All giant pumpkins are grown from a single strain, the Atlantic Giant seed, which has a longer growing season than normal pumpkins. The fruits start out round, but once they get to about 220 pounds they begin to flatten under their own weight, eventually resembling a giant deflated sack.
Wondering how the monsters got so large without splitting, Hu’s group squashed regular-sized gourds in the lab see how much stress they could take before rupturing. The researchers then created a mathematical model of how the fruits could accommodate the stress.

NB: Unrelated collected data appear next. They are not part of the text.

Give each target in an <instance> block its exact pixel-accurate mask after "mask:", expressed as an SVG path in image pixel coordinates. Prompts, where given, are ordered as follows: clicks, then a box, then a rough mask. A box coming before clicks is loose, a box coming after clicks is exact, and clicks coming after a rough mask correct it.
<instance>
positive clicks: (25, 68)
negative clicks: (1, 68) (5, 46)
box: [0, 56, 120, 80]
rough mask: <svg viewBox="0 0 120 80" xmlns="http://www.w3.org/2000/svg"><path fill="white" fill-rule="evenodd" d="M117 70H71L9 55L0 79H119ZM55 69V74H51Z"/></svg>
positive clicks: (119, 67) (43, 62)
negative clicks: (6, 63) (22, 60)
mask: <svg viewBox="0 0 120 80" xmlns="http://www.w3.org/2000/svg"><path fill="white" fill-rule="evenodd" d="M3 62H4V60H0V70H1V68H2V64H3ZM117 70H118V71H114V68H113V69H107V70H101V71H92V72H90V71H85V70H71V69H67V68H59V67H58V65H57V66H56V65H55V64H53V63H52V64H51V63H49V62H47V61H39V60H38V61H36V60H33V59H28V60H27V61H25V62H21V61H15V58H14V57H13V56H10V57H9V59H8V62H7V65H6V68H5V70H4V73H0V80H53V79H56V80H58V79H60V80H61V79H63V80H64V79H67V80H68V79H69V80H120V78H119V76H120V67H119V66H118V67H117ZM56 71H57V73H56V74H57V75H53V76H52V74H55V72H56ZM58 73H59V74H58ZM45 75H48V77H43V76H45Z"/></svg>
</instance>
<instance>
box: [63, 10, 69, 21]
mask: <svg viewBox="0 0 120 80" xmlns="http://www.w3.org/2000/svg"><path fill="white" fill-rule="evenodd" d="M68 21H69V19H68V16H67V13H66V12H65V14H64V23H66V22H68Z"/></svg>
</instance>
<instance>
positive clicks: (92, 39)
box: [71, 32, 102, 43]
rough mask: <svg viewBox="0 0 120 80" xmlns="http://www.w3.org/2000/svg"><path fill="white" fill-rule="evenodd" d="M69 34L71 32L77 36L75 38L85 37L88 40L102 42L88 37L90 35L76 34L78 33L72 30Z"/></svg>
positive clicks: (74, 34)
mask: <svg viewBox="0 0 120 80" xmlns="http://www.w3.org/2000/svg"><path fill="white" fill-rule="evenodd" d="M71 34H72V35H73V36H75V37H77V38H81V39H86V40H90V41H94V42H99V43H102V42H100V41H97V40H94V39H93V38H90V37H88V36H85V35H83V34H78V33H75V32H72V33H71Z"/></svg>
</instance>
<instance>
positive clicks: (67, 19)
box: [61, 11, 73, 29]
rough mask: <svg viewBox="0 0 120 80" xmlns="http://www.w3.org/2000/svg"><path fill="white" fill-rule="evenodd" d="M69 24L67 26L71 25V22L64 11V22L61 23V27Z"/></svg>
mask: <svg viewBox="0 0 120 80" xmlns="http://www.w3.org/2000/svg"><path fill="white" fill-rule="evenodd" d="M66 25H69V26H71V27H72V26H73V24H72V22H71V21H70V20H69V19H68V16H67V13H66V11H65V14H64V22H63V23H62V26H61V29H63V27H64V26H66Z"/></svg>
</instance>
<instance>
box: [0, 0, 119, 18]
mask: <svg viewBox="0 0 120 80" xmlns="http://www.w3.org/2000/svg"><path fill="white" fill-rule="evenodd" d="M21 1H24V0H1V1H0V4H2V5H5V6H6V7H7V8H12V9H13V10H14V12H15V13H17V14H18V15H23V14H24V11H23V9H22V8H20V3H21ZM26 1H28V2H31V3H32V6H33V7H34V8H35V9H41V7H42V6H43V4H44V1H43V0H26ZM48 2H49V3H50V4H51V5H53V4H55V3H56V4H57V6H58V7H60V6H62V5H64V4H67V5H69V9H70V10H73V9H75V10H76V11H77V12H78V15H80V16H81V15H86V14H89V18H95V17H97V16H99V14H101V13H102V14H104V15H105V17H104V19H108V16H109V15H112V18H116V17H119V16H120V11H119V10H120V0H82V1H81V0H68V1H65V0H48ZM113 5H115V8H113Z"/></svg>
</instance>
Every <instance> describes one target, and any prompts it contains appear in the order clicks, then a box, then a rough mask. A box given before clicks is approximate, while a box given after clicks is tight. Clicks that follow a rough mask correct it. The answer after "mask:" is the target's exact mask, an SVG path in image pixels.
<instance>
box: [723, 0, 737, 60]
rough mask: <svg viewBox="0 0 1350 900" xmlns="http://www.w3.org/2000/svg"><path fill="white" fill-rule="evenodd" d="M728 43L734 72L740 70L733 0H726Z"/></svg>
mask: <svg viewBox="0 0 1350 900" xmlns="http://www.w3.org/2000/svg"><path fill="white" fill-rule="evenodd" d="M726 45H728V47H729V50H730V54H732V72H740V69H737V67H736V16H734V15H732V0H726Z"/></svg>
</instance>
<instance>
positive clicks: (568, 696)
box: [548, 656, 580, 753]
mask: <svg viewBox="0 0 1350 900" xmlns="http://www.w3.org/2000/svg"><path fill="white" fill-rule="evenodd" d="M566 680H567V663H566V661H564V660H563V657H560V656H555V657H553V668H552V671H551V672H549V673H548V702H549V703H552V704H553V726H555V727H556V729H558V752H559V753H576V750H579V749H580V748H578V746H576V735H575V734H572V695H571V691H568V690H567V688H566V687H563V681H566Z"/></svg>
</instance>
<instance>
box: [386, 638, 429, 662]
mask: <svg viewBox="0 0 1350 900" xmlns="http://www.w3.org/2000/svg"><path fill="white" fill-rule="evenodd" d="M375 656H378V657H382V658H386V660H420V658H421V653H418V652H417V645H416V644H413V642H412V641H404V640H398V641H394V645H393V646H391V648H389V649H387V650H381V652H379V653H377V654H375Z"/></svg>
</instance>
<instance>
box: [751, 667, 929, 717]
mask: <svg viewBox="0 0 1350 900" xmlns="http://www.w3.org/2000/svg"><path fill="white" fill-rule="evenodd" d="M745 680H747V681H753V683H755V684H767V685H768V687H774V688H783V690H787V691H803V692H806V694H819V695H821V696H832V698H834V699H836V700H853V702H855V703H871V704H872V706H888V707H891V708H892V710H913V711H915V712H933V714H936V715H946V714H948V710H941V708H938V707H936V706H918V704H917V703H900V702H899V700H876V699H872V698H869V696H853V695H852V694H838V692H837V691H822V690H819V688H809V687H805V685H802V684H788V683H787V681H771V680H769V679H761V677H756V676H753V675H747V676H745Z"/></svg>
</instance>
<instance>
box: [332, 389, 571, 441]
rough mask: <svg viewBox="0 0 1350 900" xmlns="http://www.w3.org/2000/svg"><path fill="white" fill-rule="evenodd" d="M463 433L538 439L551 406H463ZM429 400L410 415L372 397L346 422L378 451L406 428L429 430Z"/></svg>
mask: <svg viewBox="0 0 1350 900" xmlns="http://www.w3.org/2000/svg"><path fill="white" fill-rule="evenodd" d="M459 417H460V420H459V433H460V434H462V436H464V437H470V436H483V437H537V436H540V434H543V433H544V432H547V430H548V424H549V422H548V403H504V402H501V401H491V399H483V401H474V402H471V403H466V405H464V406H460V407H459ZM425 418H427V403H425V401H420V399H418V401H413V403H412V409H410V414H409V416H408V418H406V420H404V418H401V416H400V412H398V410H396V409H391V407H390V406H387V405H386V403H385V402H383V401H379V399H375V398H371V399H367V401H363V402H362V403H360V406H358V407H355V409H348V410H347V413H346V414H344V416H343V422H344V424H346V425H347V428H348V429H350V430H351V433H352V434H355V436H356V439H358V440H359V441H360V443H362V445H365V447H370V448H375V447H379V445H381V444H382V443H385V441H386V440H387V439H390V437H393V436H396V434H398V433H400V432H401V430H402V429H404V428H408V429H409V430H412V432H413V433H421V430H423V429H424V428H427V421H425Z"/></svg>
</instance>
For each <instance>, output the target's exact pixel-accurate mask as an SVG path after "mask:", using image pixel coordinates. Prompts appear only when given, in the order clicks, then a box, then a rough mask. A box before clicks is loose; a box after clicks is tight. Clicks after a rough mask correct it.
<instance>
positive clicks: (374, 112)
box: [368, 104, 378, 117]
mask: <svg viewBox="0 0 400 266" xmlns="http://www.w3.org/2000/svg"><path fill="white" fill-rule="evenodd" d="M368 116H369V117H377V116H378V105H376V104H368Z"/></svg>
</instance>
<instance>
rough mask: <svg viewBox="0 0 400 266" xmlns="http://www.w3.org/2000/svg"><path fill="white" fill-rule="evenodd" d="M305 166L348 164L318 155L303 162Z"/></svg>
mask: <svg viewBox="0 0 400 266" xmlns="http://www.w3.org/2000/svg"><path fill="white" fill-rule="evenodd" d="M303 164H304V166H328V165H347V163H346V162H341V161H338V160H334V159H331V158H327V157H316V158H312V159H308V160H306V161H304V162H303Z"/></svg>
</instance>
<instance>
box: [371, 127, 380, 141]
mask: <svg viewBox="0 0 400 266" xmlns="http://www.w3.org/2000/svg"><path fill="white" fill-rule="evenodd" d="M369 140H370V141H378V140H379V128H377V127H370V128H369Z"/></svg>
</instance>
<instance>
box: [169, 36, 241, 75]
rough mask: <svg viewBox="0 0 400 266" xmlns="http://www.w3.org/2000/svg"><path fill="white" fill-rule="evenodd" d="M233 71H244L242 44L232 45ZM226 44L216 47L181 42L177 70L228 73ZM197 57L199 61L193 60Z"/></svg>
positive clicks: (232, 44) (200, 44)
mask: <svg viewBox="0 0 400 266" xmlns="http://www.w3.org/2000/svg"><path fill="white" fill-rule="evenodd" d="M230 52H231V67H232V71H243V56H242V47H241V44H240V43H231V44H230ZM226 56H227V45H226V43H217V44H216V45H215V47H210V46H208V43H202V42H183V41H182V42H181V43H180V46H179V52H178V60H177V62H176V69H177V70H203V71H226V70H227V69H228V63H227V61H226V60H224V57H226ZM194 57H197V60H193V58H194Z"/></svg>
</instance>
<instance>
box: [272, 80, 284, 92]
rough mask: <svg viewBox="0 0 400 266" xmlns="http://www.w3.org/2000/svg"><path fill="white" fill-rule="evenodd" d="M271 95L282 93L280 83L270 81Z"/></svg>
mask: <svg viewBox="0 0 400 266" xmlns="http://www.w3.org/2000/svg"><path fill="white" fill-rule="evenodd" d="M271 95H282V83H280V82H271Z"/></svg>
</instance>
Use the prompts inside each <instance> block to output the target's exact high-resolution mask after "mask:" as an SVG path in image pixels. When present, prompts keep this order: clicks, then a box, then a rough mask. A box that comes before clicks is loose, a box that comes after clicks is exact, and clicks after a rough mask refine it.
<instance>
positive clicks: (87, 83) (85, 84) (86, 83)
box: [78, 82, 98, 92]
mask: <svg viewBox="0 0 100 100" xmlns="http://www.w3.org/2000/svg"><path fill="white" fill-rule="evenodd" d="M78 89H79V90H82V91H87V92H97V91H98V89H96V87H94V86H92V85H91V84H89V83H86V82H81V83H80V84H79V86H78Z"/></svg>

The model predictions matched observations of giant pumpkin dimensions sent in by 50 farmers from around the country. Hu says that plastic, or irreversible, deformation allows the fruit to distribute stresses so it can grow — sometimes adding 50 pounds a day — without breaking.
The New York Botanical Garden, where the world’s biggest pumpkin will be carved this weekend, says that a 2,000-pound pumpkin could be grown within the next few years.